DeepPersona: A Generative Engine for Scaling Deep Synthetic Personas¶
Conference: NeurIPS 2025 arXiv: 2511.07338 Code: https://deeppersona-ai.github.io/ Area: AI Safety Keywords: Synthetic Personas, Persona Simulation, LLM Personalization, Social Simulation, Attribute Taxonomy
TL;DR¶
This paper presents DeepPersona, a two-stage taxonomy-guided synthetic persona generation engine. Stage 1 mines a human attribute taxonomy with 8,000+ nodes from real user–ChatGPT conversations; Stage 2 generates narratively coherent personas averaging 200+ structured attributes via progressive attribute sampling. The approach achieves an 11.6% improvement in personalized QA accuracy and a 31.7% reduction in social survey simulation bias.
Background & Motivation¶
Background: Using LLMs to generate synthetic personas has been widely adopted in personalized assistants, social behavior simulation, role-playing agents, and alignment research. PersonaHub can generate up to one billion brief persona descriptions.
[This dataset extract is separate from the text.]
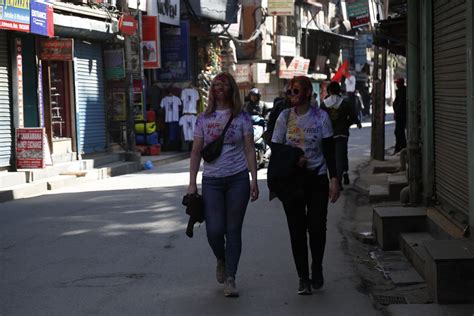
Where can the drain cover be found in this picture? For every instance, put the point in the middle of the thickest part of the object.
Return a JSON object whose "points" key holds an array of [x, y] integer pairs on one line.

Limitations of Prior Work: Existing synthetic personas are extremely shallow—typically containing fewer than 30 manually defined attributes or a few lines of templated description, lacking depth, diversity, and authenticity. Directly scaling with LLMs leads to insufficient diversity, stereotypical biases, and overly optimistic tendencies.
Key Challenge: Depth is the critical bottleneck for narratively coherent personas. Existing methods can scale in quantity and diversity, but attribute depth consistently remains in the single-to-double-digit range, failing to capture the rich complexity of real human individuals.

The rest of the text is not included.